- The Washington Times - Wednesday, November 27, 2002

Say the words "credit rating agency" in the company of Wall Street buy side analysts and you will probably get a snicker or a sigh. But credit rating agencies have been given the regulatory ability to arbiter markets, in part because the agencies deemed by the Securities and Exchange Commission (SEC) to be nationally recognized have final say on what is "investment grade." And they are privy, at least in theory, to confidential corporate information that they don't directly share with the market at large.

Given the market-moving power of these nationally recognized credit rating agencies, of which there are only three, it is fortunate that Congress asked the Securities and Exchange Commission (SEC) to review the regulatory haven in which they operate. Last Thursday, the SEC held the second and last scheduled public hearing on these agencies, in which credit-rating and corporate executives, fund managers and academics participated. In January, the SEC is slated to send Congress its study on the agencies.

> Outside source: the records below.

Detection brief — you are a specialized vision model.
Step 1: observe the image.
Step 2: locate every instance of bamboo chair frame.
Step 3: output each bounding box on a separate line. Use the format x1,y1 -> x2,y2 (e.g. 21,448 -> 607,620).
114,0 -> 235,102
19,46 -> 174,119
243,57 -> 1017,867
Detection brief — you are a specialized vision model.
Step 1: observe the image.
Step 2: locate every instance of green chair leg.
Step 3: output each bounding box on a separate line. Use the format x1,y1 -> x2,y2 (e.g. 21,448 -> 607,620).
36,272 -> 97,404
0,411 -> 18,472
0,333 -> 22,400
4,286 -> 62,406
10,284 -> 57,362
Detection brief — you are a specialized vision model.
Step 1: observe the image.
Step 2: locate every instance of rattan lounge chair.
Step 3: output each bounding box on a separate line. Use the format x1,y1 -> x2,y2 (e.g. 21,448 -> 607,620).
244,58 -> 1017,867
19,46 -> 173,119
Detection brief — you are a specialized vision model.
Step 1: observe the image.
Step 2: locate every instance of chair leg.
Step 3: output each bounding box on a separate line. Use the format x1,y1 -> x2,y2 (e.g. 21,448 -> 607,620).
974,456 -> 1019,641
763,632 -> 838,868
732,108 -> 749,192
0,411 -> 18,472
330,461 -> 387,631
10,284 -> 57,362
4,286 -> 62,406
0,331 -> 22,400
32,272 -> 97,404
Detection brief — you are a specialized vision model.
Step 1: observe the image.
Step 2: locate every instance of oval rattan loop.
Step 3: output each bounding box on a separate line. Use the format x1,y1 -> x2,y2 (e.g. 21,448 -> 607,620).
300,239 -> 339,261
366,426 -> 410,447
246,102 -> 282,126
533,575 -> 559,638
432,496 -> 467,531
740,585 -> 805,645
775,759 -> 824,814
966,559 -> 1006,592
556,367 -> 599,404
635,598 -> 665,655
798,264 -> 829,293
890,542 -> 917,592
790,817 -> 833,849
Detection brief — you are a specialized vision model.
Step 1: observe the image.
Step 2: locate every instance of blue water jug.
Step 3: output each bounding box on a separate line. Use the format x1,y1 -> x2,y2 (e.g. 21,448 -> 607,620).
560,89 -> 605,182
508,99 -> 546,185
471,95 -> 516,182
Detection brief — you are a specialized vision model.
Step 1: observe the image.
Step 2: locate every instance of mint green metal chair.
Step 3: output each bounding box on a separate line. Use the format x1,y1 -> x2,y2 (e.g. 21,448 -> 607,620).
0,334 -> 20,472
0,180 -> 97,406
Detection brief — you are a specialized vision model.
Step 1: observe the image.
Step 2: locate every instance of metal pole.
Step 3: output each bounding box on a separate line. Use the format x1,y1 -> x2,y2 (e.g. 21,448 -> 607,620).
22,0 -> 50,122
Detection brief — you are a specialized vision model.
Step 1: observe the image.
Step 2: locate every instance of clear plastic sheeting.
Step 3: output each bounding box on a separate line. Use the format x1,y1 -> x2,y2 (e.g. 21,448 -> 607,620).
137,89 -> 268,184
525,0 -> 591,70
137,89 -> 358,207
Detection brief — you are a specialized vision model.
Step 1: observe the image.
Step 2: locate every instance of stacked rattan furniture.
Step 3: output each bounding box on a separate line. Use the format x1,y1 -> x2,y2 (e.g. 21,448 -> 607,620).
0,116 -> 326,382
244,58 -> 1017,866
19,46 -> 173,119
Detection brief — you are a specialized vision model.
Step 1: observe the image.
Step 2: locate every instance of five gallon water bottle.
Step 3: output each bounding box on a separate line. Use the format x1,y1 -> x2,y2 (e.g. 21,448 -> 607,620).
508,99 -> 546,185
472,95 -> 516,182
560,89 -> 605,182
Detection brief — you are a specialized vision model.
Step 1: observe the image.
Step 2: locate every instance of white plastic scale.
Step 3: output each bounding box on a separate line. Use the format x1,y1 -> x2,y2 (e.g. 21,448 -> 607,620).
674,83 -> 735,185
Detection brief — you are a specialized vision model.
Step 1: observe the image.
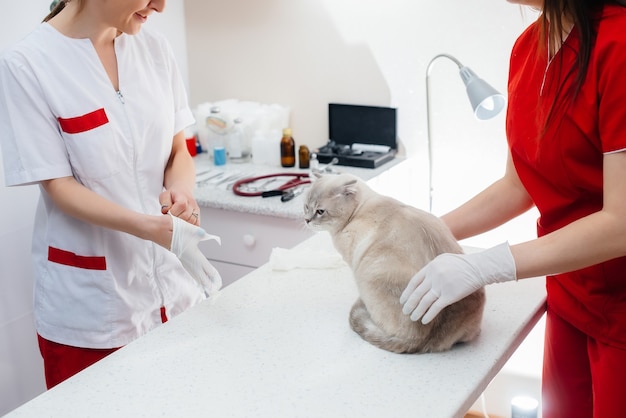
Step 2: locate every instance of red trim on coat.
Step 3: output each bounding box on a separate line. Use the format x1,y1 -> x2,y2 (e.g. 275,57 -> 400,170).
48,247 -> 107,270
57,108 -> 109,134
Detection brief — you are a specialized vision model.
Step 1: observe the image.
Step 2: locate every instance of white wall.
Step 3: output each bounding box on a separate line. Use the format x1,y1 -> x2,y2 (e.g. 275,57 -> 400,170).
0,0 -> 188,415
185,0 -> 536,246
185,0 -> 543,416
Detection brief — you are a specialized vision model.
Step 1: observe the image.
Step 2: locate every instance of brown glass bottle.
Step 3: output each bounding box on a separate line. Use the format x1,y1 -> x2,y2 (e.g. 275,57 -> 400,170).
280,128 -> 296,167
298,145 -> 310,168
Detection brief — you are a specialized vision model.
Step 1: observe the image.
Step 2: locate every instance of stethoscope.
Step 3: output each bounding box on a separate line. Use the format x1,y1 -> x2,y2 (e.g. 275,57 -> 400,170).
233,173 -> 311,202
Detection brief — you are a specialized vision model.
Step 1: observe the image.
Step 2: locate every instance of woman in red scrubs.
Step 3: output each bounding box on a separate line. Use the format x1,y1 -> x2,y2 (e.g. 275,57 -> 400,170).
400,0 -> 626,418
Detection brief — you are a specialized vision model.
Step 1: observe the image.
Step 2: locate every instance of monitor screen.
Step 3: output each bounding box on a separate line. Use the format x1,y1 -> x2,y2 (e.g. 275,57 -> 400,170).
328,103 -> 397,149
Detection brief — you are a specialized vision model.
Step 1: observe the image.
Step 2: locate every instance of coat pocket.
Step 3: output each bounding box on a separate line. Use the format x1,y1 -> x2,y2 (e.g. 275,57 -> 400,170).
57,108 -> 122,180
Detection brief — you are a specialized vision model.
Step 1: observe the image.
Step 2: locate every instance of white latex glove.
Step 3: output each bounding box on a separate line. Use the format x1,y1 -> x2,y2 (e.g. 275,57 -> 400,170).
400,242 -> 516,324
170,214 -> 222,296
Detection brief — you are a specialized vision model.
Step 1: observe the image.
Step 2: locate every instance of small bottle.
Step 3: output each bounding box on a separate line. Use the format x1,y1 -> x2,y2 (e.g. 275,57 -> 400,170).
298,145 -> 309,168
309,152 -> 320,173
226,118 -> 243,162
280,128 -> 296,167
205,106 -> 232,157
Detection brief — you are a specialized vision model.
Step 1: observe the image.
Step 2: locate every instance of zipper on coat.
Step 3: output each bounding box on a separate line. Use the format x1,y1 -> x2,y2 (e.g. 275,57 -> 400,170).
115,90 -> 167,314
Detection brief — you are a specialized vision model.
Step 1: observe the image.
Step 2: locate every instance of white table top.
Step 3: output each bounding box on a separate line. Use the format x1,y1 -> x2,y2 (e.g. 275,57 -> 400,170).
7,233 -> 545,418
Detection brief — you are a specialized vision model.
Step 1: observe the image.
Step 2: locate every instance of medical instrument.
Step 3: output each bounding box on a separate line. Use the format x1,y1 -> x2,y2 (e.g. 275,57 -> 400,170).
233,173 -> 311,201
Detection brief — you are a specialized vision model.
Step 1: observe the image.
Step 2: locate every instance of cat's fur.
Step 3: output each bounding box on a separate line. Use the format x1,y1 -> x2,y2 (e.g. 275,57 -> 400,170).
304,174 -> 485,353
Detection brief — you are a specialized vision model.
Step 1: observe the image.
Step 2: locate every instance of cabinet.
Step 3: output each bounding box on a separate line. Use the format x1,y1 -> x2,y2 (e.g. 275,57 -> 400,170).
199,207 -> 314,286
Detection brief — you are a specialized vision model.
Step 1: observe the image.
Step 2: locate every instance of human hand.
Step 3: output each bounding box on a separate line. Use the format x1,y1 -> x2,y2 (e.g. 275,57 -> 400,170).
159,187 -> 200,225
170,215 -> 222,296
400,242 -> 516,324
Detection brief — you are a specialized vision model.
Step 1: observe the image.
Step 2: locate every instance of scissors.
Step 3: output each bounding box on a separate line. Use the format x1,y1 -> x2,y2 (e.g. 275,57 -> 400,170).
233,173 -> 311,202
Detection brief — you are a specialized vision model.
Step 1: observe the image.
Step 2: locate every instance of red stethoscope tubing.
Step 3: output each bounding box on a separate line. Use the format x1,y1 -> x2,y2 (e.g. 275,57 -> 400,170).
233,173 -> 311,196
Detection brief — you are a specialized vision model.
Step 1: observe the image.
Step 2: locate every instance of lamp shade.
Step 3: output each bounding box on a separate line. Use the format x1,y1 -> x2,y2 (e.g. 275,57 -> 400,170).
459,67 -> 505,120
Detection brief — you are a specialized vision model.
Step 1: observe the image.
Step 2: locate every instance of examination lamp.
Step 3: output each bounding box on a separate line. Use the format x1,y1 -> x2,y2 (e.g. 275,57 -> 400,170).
426,54 -> 505,212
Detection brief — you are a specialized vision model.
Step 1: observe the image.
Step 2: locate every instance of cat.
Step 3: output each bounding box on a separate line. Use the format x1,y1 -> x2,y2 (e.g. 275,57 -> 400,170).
304,174 -> 485,353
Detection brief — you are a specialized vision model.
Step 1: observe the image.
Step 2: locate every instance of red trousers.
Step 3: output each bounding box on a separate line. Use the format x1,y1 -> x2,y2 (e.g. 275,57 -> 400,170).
542,308 -> 626,418
37,335 -> 119,389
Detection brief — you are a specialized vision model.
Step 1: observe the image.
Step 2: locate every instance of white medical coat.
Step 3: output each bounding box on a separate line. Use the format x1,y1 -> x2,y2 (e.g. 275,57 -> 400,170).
0,23 -> 204,348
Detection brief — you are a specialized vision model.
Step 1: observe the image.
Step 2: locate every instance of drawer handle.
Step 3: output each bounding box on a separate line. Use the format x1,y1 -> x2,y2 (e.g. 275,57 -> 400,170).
243,234 -> 256,248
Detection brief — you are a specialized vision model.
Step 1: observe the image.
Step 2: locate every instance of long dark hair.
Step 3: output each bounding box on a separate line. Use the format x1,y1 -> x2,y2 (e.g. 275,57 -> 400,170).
539,0 -> 626,133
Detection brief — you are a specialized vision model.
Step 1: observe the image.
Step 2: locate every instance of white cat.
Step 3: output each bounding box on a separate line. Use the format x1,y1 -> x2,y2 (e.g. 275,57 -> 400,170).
304,174 -> 485,353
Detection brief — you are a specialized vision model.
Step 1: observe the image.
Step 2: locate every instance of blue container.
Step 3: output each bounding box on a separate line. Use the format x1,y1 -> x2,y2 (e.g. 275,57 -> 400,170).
213,147 -> 226,165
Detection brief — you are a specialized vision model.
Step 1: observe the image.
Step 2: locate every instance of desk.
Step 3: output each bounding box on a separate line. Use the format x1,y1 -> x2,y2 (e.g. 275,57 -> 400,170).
7,233 -> 545,418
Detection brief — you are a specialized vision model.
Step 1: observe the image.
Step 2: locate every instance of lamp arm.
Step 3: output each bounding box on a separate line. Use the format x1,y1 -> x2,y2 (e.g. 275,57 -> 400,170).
426,54 -> 463,212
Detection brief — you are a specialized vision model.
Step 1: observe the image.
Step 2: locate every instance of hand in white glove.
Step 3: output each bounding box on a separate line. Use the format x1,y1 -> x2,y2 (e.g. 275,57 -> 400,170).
170,214 -> 222,296
400,242 -> 516,324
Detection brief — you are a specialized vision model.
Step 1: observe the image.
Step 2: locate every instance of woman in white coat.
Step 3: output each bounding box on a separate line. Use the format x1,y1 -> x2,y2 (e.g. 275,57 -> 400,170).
0,0 -> 221,387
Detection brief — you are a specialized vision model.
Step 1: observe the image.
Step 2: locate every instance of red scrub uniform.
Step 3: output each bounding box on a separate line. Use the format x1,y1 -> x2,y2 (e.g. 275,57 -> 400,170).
506,6 -> 626,418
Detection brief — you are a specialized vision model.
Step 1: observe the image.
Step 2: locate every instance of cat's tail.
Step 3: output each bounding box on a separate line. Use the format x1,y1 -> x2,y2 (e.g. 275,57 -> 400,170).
350,298 -> 422,354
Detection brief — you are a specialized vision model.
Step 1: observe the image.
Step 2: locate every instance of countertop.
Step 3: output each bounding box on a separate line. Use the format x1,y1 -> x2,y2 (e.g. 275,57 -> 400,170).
7,232 -> 545,418
194,153 -> 405,219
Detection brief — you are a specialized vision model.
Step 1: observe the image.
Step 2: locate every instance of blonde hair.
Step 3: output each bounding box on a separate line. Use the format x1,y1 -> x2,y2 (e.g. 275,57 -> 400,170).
43,0 -> 83,22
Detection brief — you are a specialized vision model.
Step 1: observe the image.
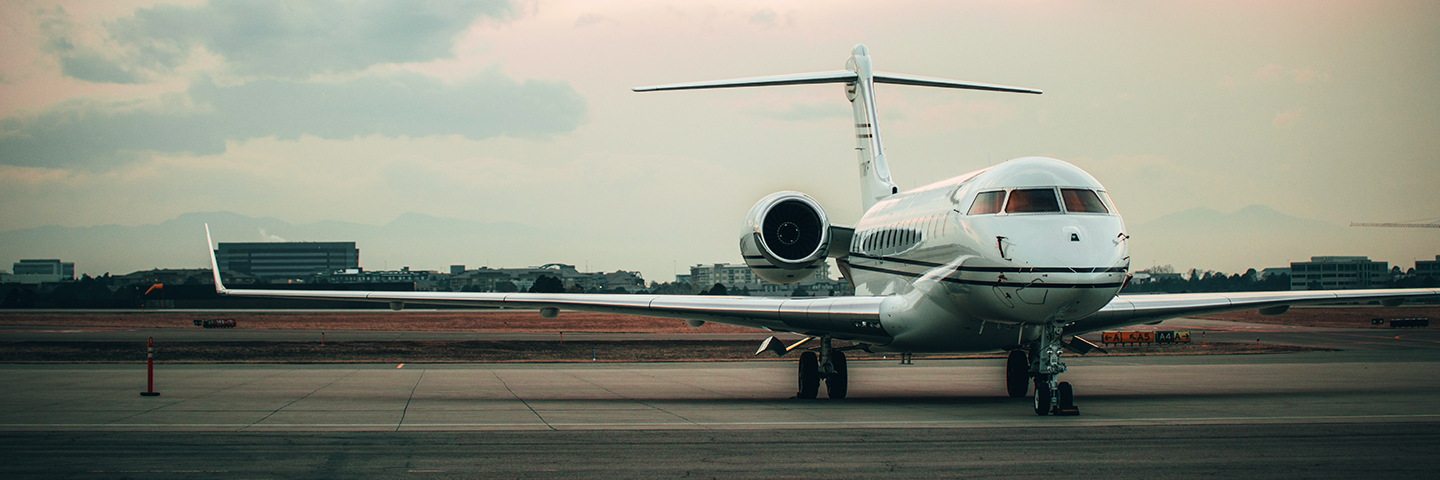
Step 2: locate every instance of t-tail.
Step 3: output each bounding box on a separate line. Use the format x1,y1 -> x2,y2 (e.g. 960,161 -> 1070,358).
634,45 -> 1041,212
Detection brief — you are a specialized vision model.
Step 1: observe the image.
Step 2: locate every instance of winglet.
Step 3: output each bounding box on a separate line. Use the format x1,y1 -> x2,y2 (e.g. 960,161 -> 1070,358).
204,223 -> 225,295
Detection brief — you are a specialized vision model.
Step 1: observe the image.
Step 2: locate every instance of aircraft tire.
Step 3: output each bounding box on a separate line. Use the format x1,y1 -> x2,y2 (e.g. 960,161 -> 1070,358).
1005,350 -> 1030,398
825,352 -> 850,399
795,352 -> 819,399
1035,382 -> 1050,417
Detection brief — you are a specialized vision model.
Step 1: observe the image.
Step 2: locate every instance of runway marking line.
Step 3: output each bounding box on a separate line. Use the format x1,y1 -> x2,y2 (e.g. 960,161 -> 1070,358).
0,414 -> 1440,430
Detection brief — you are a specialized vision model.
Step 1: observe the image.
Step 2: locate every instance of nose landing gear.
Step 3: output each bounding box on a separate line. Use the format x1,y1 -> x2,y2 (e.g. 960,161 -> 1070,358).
1031,324 -> 1080,415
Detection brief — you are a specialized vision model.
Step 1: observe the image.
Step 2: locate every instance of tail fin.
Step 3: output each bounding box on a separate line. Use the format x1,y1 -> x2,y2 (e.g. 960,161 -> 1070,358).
634,45 -> 1041,212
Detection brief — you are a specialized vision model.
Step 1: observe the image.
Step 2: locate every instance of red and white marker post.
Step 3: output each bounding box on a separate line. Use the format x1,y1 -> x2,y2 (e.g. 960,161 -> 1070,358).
140,337 -> 160,396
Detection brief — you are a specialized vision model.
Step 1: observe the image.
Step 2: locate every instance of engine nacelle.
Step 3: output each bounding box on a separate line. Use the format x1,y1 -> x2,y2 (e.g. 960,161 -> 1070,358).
740,192 -> 831,284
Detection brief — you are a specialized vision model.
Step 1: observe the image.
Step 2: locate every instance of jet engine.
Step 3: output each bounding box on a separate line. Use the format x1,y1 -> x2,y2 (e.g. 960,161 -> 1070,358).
740,192 -> 831,284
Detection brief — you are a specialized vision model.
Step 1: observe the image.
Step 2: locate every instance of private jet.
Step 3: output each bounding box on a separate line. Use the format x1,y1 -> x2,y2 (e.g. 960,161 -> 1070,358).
206,45 -> 1440,415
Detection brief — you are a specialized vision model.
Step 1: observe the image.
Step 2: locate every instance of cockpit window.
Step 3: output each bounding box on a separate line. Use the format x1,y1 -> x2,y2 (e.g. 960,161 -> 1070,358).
969,190 -> 1005,215
1060,189 -> 1110,213
1005,189 -> 1060,213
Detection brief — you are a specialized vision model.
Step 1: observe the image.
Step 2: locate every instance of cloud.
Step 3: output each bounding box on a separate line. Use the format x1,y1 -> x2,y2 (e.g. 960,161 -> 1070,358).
1270,108 -> 1305,128
0,71 -> 586,169
43,0 -> 514,84
32,7 -> 141,84
575,13 -> 615,29
1249,63 -> 1331,86
1254,63 -> 1284,79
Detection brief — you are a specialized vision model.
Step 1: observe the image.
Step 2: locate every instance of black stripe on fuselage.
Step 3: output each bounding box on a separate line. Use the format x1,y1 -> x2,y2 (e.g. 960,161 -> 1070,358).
850,254 -> 1129,274
850,259 -> 1122,288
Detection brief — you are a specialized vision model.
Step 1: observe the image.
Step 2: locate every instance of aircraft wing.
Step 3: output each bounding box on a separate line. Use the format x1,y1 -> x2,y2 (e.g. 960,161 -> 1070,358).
1066,288 -> 1440,334
204,225 -> 890,345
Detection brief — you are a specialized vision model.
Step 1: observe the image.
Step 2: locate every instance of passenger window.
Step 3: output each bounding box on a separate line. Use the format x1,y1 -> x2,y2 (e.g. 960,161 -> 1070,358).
1060,189 -> 1110,213
1005,189 -> 1060,213
969,190 -> 1005,215
1100,190 -> 1119,213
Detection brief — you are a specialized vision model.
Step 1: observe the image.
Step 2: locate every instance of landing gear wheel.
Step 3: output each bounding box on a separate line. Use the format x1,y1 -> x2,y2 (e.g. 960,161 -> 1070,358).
1005,350 -> 1030,398
825,352 -> 850,399
1035,382 -> 1050,415
795,352 -> 819,399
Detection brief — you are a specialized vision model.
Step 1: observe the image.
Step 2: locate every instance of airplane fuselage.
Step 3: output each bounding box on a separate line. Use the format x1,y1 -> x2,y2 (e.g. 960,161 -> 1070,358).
847,157 -> 1129,352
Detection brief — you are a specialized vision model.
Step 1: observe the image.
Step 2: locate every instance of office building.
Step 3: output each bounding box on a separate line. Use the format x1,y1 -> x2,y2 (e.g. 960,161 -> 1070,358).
9,259 -> 75,284
1290,257 -> 1390,290
215,242 -> 360,280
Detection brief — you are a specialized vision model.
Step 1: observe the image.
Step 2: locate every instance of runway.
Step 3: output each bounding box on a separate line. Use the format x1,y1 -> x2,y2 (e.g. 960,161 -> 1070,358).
0,317 -> 1440,479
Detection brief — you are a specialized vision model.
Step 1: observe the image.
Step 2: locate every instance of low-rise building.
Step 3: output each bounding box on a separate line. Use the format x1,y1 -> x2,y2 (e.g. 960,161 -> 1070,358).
9,258 -> 75,284
675,262 -> 855,297
449,264 -> 645,293
1416,255 -> 1440,278
1260,267 -> 1290,280
1290,257 -> 1390,290
311,267 -> 451,291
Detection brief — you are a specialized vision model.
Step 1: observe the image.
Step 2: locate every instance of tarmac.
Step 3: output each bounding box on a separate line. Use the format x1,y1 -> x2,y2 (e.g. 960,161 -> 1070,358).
0,319 -> 1440,479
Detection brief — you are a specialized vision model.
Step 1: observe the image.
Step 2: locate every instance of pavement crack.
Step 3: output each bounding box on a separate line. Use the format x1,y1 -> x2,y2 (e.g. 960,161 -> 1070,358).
567,372 -> 710,428
240,364 -> 360,430
395,369 -> 425,431
490,370 -> 556,430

About half of Americans own equity and a great many own debt (corporate and otherwise), often as part of a retirement fund. Credit ratings, therefore, have broad social and market significance. But skepticism regarding the accuracy of ratings spans a wide range of industries.

At the SEC hearing, panelists voiced frustration with the regulatory lock that nationally recognized statistical ratings organizations (NRSRO) have on the market. Moody's, Standard & Poors and Fitch are the only NRSROs. By law, money-market fund managers must invest only in financial instruments deemed by the three NRSROs to be high-quality, short-term instruments. So, even if investors look askance at these ratings, they have currency regardless of their accuracy because they establish which assets fund managers may purchase.

Fund managers are, in effect, forced to subscribe to the research services of the NRSROs, in order to try to anticipate which way the agencies may be leaning before they announce a rating. Even more troubling, these agencies charge the companies they rate, and get about 90 percent of their revenues from these fees. Most credit rating agencies that aren't deemed by the SEC to be nationally recognized make their revenue through subscriptions.

"We don't have a choice of subscribing to a broader universe" of credit rating agencies, said Stephanie Petersen, head of Charles Schwab's Portfolio Management Money Fund. "We become captives of those agencies," she said, adding, "the price competition between them just doesn't exist."

The perception that NRSROs hold sway over a regulatory protected racket erodes investors' already precarious confidence in the market in the wake of the Enron and WorldCom implosions. But the SEC has an admittedly tricky task in identifying appropriate reform. In deciding which credit raters will become NRSROs, the SEC looks at the market's acceptance of an agency's ratings, along with its research methodology and resources. While this criteria seems to make sense, it has made the market excessively tight, since it is difficult for independent agencies to gain market acceptance if they lack the NRSRO label. For the lucky three in the club, becoming nationally recognized is a self-fulfilling prophecy.

The SEC could broaden the NRSRO sphere, though, by adjusting its criteria a notch. Many independent credit raters have made inroads in the market by specializing in a certain sector or industry. If market acceptance of these ratings for niche areas is high, then the SEC should let the agencies brandish NRSRO credentials for their area of specialization.

Fresh competition would reinvigorate the ratings industry at a critical time for markets. The SEC's regulatory framework has become especially anachronistic in view of the multiple mergers in the NRSRO sphere, which brought the number of competing NRSROs to just three. Given a more dynamic industry, credit raters will soon recover some of their lost credibility.